OK, not your basic cupcake recipes. But wow!
This weekend, we had a party attended by about 40 of our closest friends and neighbors. Rather than stick with the typical sugar cookies or pumpkin pie (which is kind of a hassle for everybody to eat easily) I thought I’d try out a new cupcake cookbook that I recently purchased.
As a fair warning, I consider myself to be a member of the cupcake baking club that is more interested in the flavor or the cupcakes than in the decorating. So when you see my photos below, you’ll understand that I’m all about food that tastes good, not about food that necessarily hits the design highs. I just don’t have time for that. In fact, just so you get an idea of what I cooked and baked between the time I got home from work on Friday night and the party, which started at 4:00 p.m. on Saturday, here’s a list:
- Cocktail Meatballs (Emiril Lagasse recipe on the Food Network site, to die for.)
- Bacon BonBons (A pain to make, but unbelievably delicious-props to Gitane Restaurant in San Francisco and the 7×7 site.)
- Sourdough batards with olives and Asiago (4 loaves)
- Plain chocolate cupcakes (1 dozen)
- Old Fashioned Cupcakes (1 dozen, from the Butch Bakery Cookbook)
- Sweet Mama Cupcakes (1 dozen, from the Butch Bakery Cookbook)
So, as you can tell, I was busy. But that’s how it is when you’re trying to create a great party, and especially when you’re trying out new cupcake ideas!
I’m not going to include the recipes here, because if you bake cupcakes, this is one book you should add to your bookshelf. The Butch Bakery Cookbook by David Arrick with Janice Kollar, and photography by Jason Wyche, is one of those wonderfully bound, solid cookbooks, written with a sense of humor and accurate directions. These cupcakes are amazing. Many of the cupcakes have some form of alcoholic beverage in them, but I did make a few without the alcohol and they were outstanding in flavor, moistness, and delectability!
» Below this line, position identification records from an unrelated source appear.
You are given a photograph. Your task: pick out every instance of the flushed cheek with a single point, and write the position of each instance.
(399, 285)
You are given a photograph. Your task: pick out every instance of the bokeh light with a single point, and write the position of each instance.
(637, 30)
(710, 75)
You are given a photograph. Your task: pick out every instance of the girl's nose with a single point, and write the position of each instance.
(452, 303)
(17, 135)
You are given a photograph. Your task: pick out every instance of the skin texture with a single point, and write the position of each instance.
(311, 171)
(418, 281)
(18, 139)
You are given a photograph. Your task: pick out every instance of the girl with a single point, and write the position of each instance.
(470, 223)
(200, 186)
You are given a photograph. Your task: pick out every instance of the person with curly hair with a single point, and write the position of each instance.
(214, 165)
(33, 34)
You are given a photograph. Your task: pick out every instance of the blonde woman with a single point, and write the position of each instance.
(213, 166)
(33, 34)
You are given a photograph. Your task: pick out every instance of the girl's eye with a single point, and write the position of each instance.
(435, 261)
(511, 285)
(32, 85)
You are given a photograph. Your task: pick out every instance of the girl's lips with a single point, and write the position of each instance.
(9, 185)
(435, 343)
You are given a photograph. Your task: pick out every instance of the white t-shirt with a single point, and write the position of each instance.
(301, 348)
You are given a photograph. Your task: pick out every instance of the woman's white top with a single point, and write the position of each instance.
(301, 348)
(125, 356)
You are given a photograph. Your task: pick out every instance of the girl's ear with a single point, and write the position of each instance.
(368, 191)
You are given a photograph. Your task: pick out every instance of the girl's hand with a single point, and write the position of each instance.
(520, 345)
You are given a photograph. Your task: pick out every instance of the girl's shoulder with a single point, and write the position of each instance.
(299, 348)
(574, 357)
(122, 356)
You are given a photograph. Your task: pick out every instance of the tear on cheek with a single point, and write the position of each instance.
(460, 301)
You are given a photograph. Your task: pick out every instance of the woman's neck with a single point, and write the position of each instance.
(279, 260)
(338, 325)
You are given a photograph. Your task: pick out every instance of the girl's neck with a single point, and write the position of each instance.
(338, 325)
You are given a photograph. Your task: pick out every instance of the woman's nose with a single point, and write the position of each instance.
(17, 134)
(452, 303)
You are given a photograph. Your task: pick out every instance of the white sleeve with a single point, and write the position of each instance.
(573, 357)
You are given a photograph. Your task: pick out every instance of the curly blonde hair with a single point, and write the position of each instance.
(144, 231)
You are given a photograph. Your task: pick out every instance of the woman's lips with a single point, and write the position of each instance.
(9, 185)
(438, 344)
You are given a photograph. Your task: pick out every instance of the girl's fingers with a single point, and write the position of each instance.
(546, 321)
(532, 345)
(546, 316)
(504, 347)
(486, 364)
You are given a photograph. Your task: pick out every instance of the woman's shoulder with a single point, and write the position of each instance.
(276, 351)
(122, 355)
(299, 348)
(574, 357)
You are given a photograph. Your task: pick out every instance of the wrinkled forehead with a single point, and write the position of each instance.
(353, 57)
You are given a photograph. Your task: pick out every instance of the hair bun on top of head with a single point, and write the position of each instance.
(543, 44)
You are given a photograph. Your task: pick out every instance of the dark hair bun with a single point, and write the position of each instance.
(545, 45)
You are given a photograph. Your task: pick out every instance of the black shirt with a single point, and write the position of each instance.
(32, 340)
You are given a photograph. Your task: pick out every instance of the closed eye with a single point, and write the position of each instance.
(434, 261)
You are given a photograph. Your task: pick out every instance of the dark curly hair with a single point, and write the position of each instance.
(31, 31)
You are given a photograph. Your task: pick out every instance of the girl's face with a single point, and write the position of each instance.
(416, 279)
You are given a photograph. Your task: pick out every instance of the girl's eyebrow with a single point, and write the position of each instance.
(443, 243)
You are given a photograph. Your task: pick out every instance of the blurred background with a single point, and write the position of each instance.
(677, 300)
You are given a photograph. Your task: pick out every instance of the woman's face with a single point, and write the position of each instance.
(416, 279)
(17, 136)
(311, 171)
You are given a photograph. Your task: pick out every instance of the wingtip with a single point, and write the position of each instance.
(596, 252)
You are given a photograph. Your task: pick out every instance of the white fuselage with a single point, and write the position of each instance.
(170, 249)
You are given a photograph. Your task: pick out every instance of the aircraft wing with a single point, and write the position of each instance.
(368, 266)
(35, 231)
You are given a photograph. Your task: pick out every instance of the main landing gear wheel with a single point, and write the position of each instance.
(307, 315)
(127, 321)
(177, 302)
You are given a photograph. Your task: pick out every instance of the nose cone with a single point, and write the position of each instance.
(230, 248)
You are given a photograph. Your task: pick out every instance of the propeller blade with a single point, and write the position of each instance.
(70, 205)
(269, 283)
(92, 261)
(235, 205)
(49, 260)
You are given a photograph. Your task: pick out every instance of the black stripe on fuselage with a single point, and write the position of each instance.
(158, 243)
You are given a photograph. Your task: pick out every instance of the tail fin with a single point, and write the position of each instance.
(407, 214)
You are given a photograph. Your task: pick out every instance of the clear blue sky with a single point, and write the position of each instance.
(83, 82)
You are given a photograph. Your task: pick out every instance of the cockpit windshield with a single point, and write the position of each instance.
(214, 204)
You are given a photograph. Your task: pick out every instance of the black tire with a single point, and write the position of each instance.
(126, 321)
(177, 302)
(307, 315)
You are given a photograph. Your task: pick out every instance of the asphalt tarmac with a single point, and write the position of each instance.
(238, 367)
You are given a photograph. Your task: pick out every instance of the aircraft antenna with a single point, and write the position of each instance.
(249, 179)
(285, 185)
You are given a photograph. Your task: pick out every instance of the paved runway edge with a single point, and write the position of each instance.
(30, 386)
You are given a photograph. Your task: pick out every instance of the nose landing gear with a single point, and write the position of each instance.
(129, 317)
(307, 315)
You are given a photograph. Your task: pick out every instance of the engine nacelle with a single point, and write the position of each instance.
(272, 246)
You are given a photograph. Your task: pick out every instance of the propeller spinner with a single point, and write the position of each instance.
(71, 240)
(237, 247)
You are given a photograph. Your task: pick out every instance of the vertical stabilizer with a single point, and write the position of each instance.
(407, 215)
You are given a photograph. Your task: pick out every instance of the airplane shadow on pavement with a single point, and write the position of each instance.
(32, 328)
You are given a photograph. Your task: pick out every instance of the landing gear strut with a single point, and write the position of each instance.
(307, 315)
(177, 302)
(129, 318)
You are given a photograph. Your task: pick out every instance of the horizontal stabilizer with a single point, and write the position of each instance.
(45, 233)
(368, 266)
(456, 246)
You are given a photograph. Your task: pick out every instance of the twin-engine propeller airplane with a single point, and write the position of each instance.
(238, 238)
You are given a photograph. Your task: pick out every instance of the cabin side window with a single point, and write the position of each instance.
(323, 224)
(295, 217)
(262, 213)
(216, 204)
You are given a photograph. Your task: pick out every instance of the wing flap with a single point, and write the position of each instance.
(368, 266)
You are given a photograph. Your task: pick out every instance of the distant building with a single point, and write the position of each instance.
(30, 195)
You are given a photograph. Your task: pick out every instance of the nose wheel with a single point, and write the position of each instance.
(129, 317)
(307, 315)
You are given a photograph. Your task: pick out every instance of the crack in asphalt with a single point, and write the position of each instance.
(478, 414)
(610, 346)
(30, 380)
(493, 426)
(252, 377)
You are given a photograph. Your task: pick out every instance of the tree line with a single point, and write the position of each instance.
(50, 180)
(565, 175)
The Old Fashioned cupcakes are not old fashioned in the normal sense of the word, but are modeled on the flavors of an Old Fashioned, a tangy and refreshing whiskey highball that was popular in the 50s and 60s, right up there with Manhattans and the old Tom Collins. I made the Old Fashioned cupcakes with orange juice, orange zest (which gave me a chance to try out my new microplane), and a bit of Jack Daniels. The wonderful thing about this recipe is that the frosting recipe (from which I omitted the alcohol and substituted a little heavy cream) was a big hit on plain chocolate cupcakes, as well.
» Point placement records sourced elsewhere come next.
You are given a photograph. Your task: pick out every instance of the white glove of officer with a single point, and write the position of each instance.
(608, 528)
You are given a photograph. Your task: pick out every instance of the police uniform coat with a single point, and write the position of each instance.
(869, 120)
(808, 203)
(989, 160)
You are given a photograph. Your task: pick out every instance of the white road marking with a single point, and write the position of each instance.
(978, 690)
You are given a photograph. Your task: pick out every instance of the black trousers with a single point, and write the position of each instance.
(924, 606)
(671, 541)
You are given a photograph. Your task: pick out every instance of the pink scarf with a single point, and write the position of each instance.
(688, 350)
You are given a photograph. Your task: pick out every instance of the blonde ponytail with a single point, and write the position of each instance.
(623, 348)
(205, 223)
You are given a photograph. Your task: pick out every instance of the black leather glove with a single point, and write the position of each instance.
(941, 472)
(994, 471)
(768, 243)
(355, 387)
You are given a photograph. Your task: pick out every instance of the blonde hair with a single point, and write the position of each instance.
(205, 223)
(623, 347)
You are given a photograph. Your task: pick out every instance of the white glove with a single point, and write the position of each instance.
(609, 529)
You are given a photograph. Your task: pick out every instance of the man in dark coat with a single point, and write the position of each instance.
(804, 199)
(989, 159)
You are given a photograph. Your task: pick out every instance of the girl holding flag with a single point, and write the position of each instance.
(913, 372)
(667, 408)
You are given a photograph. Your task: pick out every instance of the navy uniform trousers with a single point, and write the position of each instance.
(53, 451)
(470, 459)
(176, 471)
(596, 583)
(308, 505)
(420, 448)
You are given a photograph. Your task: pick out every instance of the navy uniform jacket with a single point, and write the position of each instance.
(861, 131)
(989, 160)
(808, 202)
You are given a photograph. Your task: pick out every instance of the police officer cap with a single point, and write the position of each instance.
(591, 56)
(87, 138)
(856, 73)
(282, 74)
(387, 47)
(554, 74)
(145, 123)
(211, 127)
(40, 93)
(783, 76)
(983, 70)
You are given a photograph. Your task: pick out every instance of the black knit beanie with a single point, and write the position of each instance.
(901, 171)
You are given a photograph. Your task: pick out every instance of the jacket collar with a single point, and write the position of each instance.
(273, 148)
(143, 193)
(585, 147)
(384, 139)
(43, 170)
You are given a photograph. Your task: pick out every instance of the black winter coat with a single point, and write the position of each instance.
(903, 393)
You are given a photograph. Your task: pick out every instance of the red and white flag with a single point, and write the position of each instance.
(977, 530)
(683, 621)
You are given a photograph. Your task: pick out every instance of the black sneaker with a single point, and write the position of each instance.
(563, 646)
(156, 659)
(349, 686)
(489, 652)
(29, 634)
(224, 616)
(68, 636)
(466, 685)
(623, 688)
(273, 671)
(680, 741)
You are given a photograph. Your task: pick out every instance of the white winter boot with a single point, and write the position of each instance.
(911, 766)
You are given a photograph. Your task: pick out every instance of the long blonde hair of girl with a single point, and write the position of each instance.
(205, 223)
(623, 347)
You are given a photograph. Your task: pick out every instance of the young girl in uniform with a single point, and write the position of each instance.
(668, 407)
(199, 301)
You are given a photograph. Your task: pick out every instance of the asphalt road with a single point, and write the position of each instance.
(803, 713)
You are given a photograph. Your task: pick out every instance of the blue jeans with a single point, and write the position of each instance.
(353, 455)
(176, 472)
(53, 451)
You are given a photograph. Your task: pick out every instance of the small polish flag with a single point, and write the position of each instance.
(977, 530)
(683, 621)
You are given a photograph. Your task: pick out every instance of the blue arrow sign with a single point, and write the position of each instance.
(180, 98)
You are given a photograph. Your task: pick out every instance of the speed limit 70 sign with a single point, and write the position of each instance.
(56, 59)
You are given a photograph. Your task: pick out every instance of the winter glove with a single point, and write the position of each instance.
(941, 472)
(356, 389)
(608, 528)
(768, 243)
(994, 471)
The biggest hit was clearly the Sweet Mama, which was a memorable combination of a cinnamon-flavored cupcake, with a dollop of a maple-syrup and apple compote, covered by a rich buttercream frosting. Both the compote and the frosting featured a bit of Laird’s Applejack Brandy, which I found at a well-stocked liquor store on my way home from work on Friday night. The apple compote lent the cupcakes a special note, turning them from a kid’s dessert into a layered, cobbler type of cake, with a distinct Autumnal flavor. At the end of the night, there were two of those left, but only because I had set them aside so my wife could have them.
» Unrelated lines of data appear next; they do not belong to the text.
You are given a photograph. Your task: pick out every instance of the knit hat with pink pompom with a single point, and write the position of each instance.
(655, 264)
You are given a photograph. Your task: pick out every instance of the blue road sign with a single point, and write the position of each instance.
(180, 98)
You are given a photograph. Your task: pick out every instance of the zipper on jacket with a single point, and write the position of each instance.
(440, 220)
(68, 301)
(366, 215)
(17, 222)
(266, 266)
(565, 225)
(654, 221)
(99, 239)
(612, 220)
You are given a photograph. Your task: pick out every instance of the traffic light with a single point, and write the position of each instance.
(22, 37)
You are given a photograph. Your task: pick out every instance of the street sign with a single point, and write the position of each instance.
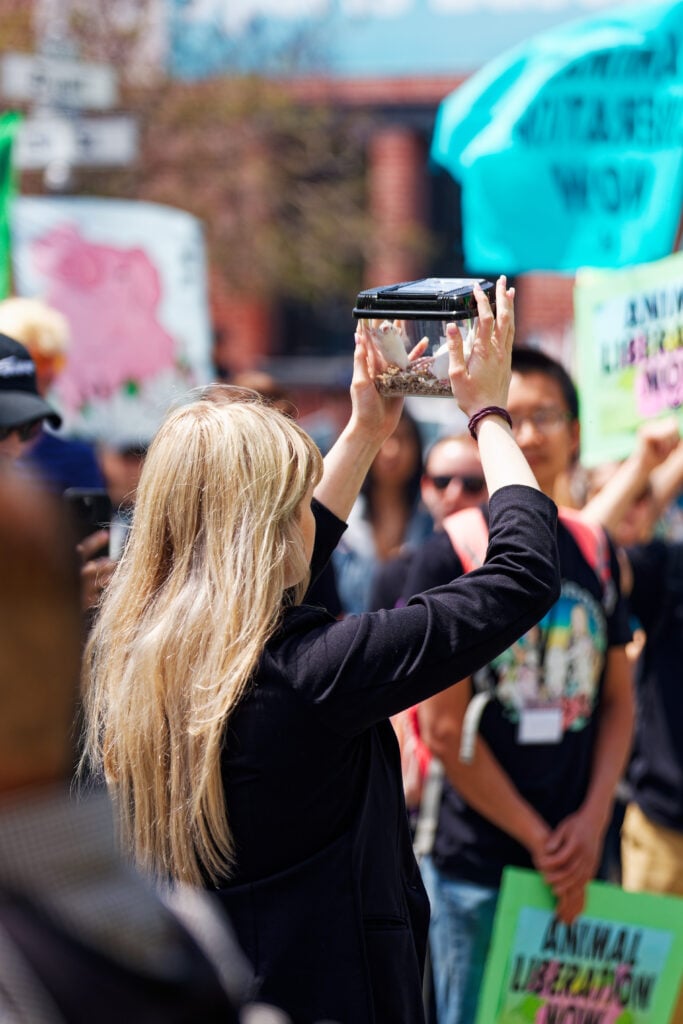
(57, 82)
(83, 142)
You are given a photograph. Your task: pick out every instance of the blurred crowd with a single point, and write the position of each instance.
(564, 753)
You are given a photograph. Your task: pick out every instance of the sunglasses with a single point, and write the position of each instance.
(27, 432)
(470, 484)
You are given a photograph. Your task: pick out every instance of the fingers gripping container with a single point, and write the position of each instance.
(398, 316)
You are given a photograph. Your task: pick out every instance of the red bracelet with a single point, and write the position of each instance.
(487, 411)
The cupcakes in this cookbook require a little bit of study, but they are not difficult. There are several steps to most of them, however, so if you’re not committed to reading closely and following the steps, I suggest you try a more basic cupcake recipe. Fortunately, Mr. Arrick does a great job of breaking the big steps down for you. I started to get ahead of myself at first, but realized that jumping around the recipe was going to end in disaster, or at the very least, was going to cause me some level of confusion and frustration. So, I just backed up, took a deep breath and followed his directions to the T. You should too!
If you’re new to baking, you may not realize what a difference it makes to add ingredients in a particular order, or to sift the dry ingredients together first. I’ll admit, I was once one of those impatient bakers who just wanted to get the thing done. I’d throw all of the ingredients into a bowl together, sort of like how I did my laundry when I was in college (Whites? Colors? Uh, what’s the difference?). After a number of disastrous attempts at baking sweets, I learned to follow those instructions very closely. The result has been positive.
The Butch Bakery Cookbook details over 30 amazing cupcake recipes. Like I mentioned earlier, the book is also a valuable repository of ideas for decoration, and for flavor mixing. The orange zest laced buttercream frosting for the Old Fashioned cupcake was a zingy addition to the plain chocolate cupcakes I made for those who preferred their chocolate vice to a liquor confection. Give it a try. You won’t be disappointed.